The following requirements are based on established best practices and the WAI-ARIA Authoring Practices: Tab Panel Widget.

In particular, a compliant tablist must fulfil the following criteria:

  • The purpose and usage of the tablist must be clearly understandable.
  • The active and inactive states of tabs must be visually and programmatically perceivable.
  • Users must receive clear feedback when a tab is activated.
  • The tablist must be fully operable using:
    • keyboard only,
    • screen readers (desktop and mobile),
    • standard interaction keys (Tab, Enter/Space, Home/End, arrow keys).
  • Panel content must be easily accessible via keyboard and assistive technologies.

Similarities with accordions and carousels

Although tablists, accordions, and carousels appear visually different, they all address the same fundamental use case: controlling the visibility of related content sections.
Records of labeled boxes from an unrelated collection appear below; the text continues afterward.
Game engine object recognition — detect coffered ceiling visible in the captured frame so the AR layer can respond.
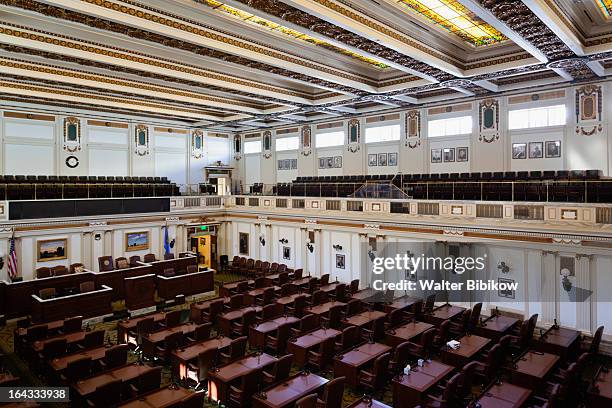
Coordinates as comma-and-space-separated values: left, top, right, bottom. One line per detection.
0, 0, 612, 131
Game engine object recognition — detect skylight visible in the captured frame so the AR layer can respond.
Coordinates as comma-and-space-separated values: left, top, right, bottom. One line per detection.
200, 0, 389, 69
398, 0, 506, 47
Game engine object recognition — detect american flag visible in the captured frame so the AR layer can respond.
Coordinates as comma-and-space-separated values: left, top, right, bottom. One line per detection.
8, 237, 17, 280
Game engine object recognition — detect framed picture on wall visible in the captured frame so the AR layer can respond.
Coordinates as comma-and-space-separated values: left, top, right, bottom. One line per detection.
512, 143, 527, 160
125, 231, 149, 252
336, 254, 345, 269
368, 154, 378, 167
387, 153, 397, 166
36, 238, 68, 262
457, 147, 469, 162
546, 140, 561, 158
529, 142, 544, 159
378, 153, 387, 166
431, 149, 442, 163
238, 232, 249, 255
334, 156, 342, 169
444, 147, 455, 163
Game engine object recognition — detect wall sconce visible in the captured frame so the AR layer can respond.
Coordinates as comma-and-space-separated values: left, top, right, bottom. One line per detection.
561, 268, 572, 292
497, 261, 510, 273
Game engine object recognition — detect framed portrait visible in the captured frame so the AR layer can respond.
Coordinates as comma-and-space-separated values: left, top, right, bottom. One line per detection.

  • Tablists provide the most basic pattern: one active panel at a time.
  • Carousels extend this pattern with previous/next controls and optional autoplay.
  • Accordions stack controls and panels vertically and may allow multiple panels to be open simultaneously.

Because of these similarities, many of the following principles also apply to:


Proofs of concept

Before continuing, please read What is a "Proof of Concept"? (POC).
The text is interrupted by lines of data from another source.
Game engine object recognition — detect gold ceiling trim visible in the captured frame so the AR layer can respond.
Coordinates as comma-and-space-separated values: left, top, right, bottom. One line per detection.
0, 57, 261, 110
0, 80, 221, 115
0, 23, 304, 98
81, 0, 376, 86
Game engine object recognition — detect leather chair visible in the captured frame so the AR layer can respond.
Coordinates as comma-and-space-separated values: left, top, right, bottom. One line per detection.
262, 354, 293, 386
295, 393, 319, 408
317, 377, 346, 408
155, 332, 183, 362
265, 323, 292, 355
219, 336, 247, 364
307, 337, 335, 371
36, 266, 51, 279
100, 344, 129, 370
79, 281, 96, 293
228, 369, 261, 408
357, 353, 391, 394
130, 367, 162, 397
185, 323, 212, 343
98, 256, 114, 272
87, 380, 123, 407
ARIA-based tablists are well supported across modern browsers and assistive technologies. When native HTML elements cannot express the required behaviour, an ARIA-based implementation is recommended.


This implementation follows the
WAI-ARIA Authoring Practices Guide for Tabs
and uses manual activation. Users activate a focused tab using Enter, Space, or a mouse click.

Manual activation is recommended when panel content cannot be displayed instantly or when activating a tab triggers expensive operations.

The implementation uses appropriate:

  • Roles: tablist, tab, tabpanel
  • States: aria-selected
  • Relationships: aria-controls, aria-labelledby

This ensures reliable screen reader support across browsers and platforms.

Tablist with ARIAPreview

Implementation details

  • Uses the roving tabindex pattern:
    • Active tab: tabindex="0"
    • Inactive tabs: tabindex="-1"
  • Keyboard interaction:
    • Arrow Left/Right: Move focus between tabs
    • Home/End: Move focus to first/last tab
    • Enter/Space: Activate focused tab
    • Tab: Move focus out of the tablist
  • Tabs are laid out horizontally using flexbox.
  • Activation logic ensures that only the selected panel is visible at a time.
  • Inactive panels are hidden using the hidden attribute to ensure proper support in assistive technologies.
  • In some implementations, tab elements use display: block (instead of inline-block) to improve navigation in NVDA browse mode.
  • ARIA attributes establish clear relationships between tabs and panels.

POC #2: Radio buttons (Legacy)

Note: This approach is deprecated and provided for reference only.

The ARIA-based implementation (POC #1) should be used for all new projects, as it offers correct semantics and more reliable support for modern assistive technologies.

The radio button approach was previously used as a simpler alternative based on native form controls. However, radio buttons represent form input choices rather than navigational relationships between tabs and panels. This semantic mismatch leads to poorer screen reader support and inconsistent interaction patterns, requiring significant workarounds to achieve comparable accessibility.